Cyber kill-chain:
Lockheed Martin’s kill chain is part of the intelligence-driven defence model for identifying and preventing cyber intrusion activity; Cyber kill chain methods help us understand adversary’s tactics, tools and technics, and procedures. The model identifies the steps that adversaries need to accomplish to achieve their goal
Lockheed martin’s kill chain model was designed in seven steps:
- Reconnaissance
- Weaponization
- Delivery
- Exploitation
- Installation
- Command and Control
- Actions on objective
- Reconnaissance: –
Adversaries research the target, and research finding helps adversaries choose the target and methods to go to the next stage. Sometimes adversaries drop their target if it is not viable unless the goal is to exploit a specific target supported by a nation-state.
- Research findings involve employee details such as email, published event photos, and attendee details.
- Publicly released documents, press releases, awards, and contracts.
- Find infrastructure details, such as servers and applications used in the organization.
“If the defender can identify the reconnaissance by using web visitor analytics such as spikes on website/application view, and login attempts. Such findings may provide an advantage for defenders to mitigate the issues in the early stages by increasing/monitoring closely specific areas.”
2. Weaponization:-
In This stage, adversaries create, modify, or source off malware to exploit the target. Based on the findings weaponization techniques might vary to deliver a payload to exploit and create a backdoor for command and control.
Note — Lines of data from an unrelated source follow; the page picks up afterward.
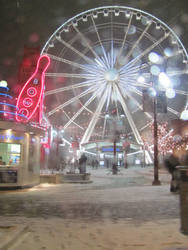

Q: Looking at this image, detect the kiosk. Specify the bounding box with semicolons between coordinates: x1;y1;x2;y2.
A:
0;121;44;189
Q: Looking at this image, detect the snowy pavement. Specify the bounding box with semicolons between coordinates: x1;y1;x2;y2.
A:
0;168;188;250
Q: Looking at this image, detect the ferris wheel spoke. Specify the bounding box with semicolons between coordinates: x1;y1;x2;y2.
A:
102;117;106;139
120;79;151;88
45;72;96;80
167;107;180;117
44;81;96;96
57;38;94;64
120;87;152;119
115;86;143;144
47;86;96;117
174;89;188;96
106;85;112;111
91;16;108;65
115;13;133;65
125;22;152;59
166;69;188;76
74;26;103;61
63;110;84;130
64;87;104;129
120;33;169;71
46;53;95;71
81;91;107;144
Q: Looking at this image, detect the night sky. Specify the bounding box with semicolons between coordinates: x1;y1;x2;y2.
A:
0;0;188;92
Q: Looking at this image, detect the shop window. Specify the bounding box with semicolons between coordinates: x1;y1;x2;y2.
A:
0;143;21;167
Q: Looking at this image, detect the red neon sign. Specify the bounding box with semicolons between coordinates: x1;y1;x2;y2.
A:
16;55;50;123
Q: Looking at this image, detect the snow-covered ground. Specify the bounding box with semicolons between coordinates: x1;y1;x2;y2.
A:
0;168;188;250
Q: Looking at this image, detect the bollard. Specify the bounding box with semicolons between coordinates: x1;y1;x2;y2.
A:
178;166;188;235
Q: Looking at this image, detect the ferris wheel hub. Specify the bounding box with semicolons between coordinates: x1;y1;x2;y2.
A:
104;68;119;82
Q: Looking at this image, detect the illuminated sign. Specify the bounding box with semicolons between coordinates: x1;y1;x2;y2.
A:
102;148;120;152
16;55;50;123
0;134;24;141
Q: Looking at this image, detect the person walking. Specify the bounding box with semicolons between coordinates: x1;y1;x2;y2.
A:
79;154;87;174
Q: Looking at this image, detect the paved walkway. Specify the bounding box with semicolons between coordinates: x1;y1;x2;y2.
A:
0;168;188;250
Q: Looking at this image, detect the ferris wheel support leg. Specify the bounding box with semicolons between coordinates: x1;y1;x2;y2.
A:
116;87;152;163
81;90;107;144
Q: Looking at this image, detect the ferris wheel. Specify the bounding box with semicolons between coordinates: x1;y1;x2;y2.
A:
41;6;188;147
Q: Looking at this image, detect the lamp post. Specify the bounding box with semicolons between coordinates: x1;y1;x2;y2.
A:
152;96;161;186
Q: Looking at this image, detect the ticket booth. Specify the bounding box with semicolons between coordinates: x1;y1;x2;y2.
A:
0;122;43;189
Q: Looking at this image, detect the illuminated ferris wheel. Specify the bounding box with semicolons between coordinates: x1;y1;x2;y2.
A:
41;6;188;147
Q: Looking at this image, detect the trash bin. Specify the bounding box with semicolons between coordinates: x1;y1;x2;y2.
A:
178;166;188;235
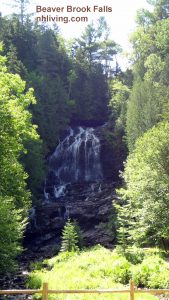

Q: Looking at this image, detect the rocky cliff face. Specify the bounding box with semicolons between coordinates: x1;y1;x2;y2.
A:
26;126;123;252
26;182;116;252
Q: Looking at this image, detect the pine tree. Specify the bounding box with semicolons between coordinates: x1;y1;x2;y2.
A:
61;219;81;252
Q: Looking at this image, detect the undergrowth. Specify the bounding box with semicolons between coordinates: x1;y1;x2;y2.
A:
28;246;169;300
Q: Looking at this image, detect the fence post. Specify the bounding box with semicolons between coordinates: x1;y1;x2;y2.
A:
130;280;134;300
42;282;48;300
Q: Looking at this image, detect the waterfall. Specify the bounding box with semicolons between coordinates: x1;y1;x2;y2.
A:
44;127;103;200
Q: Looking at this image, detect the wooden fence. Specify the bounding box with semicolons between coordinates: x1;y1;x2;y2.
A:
0;281;169;300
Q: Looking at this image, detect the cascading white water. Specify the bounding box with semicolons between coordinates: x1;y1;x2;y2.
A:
45;127;103;200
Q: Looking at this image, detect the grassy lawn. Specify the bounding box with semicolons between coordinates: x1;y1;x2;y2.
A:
28;246;168;300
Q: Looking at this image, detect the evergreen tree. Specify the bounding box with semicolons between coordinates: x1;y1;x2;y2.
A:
61;219;82;252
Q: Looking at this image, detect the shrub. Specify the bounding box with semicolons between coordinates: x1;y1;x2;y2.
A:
132;256;166;287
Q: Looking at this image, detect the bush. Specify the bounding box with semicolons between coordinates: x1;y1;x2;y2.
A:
132;256;167;288
112;257;131;284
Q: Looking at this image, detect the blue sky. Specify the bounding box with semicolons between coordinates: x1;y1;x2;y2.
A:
0;0;150;67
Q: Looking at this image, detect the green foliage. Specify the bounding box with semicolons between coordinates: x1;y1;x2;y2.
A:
28;245;165;300
126;0;169;152
132;256;169;289
0;196;26;274
118;122;169;248
61;219;82;252
0;46;43;273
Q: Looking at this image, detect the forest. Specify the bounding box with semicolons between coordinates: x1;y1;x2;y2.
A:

Example word- file-based exploit:
Integrate the malware with a word file and send it to the victim. When the victim opens the file malware, runs the malicious file, establishes the connection, and exploits the system as per the code design
“It is important for the defender to understand how the malware is designed and capable the malicious file to detect, monitor and remediate.” Information gathering such as files and logs for analysis of malware
3. Delivery:
At this stage, the adversary delivers the malware to the target using various ways such as malicious email, using portable storage, social media, and compromised websites.
4. Exploitation:
Adversaries must exploit the vulnerability to gain access. The vulnerability may be in software, hardware, or human.
Adversaries initiate exploits server-based, and victims have triggered exploits from malicious links and files.
5. Installation:
Once exploitation occurs, malware or other attack vectors will be loaded on the victim’s network/systems. After successful installation, an attacker may be able to gain system control.
6. Command and Control:
An attacker can control the system using installed malware and move laterally the in the network to gain more specific access towards the goal, creating various access for the future.
7. Action on Objective:
Attackers carry out the intended goal, such as data extraction, decrypting the data for ransomware, and so on.
Conclusion:
Cyber kill chain provides the advantage of breaking the chain on any one of the seven steps if the defender breaks the one step means adversaries are not able to exploit, once you know the adversary’s goal it may be easy to focus on defense around the specific assets. Also helps to protect against future attacks. Adapt a faster approach to tackle advanced persistent threats and monitor and improve processes from incidents.